Ce fut d’une voix parfaitement calme qu’il s’informa de l’heure du premier train.

L’express pour Paris était parti ; il n’y avait plus de train avant le milieu de la nuit. Le mari de Jeanne avait devant lui beaucoup plus de temps qu’il ne lui en fallait.

Il s’enferma dans sa chambre, tout à ses tristes pensées ; mais, vers huit heures, le domestique reparut avec une dépêche.

Le magistrat se souvint alors qu’il avait prié le maître de l’hôtel où il avait séjourné à Douai de lui faire parvenir, à Reims, tout ce qui arriverait à son adresse.

Il ouvrit donc sans étonnement ce télégramme, mais à peine l’eût-il parcouru qu’il jeta un cri de douleur.
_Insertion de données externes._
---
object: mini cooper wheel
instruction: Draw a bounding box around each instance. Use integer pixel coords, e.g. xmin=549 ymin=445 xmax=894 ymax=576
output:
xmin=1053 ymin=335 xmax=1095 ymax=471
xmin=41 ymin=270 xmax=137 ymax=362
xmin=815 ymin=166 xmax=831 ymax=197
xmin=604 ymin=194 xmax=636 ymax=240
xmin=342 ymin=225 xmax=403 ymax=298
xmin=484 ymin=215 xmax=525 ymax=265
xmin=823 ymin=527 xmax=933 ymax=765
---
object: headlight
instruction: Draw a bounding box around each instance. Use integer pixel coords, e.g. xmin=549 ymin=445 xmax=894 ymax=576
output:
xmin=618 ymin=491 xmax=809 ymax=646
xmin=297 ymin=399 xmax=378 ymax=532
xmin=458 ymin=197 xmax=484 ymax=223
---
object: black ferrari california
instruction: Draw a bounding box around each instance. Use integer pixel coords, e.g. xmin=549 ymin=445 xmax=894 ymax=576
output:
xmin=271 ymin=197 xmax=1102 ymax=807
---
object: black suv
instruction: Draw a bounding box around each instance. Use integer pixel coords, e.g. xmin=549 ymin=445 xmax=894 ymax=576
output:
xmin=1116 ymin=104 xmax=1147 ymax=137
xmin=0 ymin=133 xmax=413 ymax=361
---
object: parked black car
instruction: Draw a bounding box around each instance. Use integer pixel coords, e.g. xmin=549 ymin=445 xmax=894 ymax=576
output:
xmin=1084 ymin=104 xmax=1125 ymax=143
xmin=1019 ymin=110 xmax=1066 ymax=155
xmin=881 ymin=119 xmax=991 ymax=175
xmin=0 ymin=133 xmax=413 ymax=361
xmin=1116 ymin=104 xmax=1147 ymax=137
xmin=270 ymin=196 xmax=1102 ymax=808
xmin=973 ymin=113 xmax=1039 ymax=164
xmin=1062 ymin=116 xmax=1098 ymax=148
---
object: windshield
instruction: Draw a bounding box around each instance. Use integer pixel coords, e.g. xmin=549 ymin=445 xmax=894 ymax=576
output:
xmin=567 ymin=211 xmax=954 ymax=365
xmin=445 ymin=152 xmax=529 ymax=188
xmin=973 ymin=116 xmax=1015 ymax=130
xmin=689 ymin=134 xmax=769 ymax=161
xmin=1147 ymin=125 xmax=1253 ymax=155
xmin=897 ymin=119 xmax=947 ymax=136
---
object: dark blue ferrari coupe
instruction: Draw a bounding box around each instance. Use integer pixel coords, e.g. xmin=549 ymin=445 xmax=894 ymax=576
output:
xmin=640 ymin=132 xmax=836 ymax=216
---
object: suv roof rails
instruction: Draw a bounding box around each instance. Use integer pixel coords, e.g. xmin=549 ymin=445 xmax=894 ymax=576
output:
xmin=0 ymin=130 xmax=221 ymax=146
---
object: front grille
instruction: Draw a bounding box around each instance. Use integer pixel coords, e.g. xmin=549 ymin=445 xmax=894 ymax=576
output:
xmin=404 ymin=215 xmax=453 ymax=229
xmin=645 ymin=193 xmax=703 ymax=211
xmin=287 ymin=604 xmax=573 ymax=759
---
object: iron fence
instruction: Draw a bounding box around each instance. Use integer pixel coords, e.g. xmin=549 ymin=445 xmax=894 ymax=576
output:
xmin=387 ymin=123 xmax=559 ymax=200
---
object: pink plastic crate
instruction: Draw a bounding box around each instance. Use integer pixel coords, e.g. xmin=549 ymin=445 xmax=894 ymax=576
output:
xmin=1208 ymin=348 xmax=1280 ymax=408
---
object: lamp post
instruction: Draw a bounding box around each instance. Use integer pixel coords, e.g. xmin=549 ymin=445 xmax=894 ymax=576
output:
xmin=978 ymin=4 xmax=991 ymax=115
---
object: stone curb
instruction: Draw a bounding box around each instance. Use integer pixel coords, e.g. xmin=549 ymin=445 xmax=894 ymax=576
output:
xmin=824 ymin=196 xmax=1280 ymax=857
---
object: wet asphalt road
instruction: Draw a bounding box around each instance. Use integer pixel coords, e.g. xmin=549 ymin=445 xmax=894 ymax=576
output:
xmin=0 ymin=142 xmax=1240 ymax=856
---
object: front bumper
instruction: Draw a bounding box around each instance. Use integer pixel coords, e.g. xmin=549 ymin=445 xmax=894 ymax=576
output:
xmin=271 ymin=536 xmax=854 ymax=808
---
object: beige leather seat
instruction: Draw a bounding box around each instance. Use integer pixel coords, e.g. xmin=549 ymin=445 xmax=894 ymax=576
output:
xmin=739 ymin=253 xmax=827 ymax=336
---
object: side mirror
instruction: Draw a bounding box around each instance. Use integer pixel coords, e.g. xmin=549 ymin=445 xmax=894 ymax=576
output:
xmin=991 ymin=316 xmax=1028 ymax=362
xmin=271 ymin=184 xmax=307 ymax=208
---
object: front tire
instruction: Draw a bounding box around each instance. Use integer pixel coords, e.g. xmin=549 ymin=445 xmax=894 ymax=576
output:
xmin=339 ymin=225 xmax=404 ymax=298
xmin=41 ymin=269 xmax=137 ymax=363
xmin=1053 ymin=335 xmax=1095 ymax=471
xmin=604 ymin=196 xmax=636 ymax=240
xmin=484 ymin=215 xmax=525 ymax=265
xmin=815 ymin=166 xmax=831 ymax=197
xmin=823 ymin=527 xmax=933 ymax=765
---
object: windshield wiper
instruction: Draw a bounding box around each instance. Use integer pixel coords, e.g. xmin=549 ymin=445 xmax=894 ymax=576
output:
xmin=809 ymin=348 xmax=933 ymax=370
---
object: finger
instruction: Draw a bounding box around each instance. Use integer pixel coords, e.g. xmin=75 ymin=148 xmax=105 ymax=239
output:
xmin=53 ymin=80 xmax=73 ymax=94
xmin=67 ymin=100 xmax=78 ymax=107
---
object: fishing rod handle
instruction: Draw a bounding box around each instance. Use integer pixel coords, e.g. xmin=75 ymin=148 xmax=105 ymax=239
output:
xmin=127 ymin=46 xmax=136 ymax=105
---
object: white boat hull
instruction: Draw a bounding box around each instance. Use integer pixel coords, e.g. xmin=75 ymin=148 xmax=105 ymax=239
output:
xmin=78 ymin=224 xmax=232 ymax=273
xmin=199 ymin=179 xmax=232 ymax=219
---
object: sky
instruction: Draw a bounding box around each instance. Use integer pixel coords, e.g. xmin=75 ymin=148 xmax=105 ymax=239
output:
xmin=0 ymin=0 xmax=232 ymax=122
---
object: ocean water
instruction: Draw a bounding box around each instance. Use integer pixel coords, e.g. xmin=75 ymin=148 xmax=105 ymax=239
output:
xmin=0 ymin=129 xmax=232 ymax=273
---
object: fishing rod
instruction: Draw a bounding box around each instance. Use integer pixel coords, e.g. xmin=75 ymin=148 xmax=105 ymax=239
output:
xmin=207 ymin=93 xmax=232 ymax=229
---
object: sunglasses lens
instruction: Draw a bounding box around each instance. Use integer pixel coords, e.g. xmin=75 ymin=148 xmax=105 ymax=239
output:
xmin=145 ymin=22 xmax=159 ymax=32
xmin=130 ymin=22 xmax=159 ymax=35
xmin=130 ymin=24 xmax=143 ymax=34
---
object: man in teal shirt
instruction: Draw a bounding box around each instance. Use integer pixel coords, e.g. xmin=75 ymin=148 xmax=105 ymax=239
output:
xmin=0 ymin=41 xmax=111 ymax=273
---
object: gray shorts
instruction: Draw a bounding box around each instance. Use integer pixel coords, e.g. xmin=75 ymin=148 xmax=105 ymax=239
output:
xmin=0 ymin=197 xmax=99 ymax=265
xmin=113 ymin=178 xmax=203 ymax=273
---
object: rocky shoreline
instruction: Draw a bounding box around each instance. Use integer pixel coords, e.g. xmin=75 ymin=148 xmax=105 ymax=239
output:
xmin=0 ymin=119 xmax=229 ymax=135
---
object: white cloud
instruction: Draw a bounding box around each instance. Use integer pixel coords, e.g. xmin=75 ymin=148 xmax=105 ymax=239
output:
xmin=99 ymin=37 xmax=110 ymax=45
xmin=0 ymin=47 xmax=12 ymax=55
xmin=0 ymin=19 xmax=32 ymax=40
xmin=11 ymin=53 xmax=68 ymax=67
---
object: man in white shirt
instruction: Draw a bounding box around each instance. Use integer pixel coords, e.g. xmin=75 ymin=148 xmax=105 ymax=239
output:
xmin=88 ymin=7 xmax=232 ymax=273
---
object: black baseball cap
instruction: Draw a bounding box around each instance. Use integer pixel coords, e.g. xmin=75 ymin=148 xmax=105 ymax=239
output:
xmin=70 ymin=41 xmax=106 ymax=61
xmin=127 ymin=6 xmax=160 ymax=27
Cette dépêche était celle que Mme  de Ferney avait expédiée à son mari, sur l’avis du commissaire de police.

— Oh ! non, ce n’est pas possible, se dit-il, j’ai mal compris !

Et il relut les terribles lignes à haute voix, comme pour mieux se convaincre qu’il n’était pas le jouet de quelque épouvantable hallucination.

Mais il n’y avait pas à s’y méprendre : on lui annonçait bien l’enlèvement de sa fille.

— Oh ! mon Dieu, s’écria-t-il, mon Dieu ! pourquoi me frappez-vous ainsi ? N’était-ce pas assez que cette femme eût introduit la honte dans ma maison ; fallait-il donc encore me punir dans mes enfants ? N’est-ce pas vous, Seigneur qui avez armé la main de mon fils que je n’ai plus voulu revoir ? Ma pauvre petite Berthe, enlevée, tuée peut-être ! Toi que j’ai si honteusement remplacée, toi que j’ai trop vite oubliée, pardonne-moi !

L’infortuné s’était laissé tomber à genoux en invoquant ainsi le souvenir de la chaste et tendre épouse à laquelle la fille du guillotiné Méral avait si rapidement succédé.

L’heure du départ le surprit dans un état de prostration que nous renonçons à peindre ; il monta en chancelant dans la voiture qui le conduisit à la gare, et ce fut seulement lorsque, grâce à l’isolement qu’il avait trouvé dans un coupé, il put laisser couler les larmes qui l’étouffaient, qu’il redevint un peu plus calme.

Quelques heures plus tard, il arrivait à Paris, toujours désespéré, mais complètement maître de lui-même.

Il s’était tracé une ligne de conduite dont rien ne devait le faire dévier. Il se l’était juré sur l’honneur.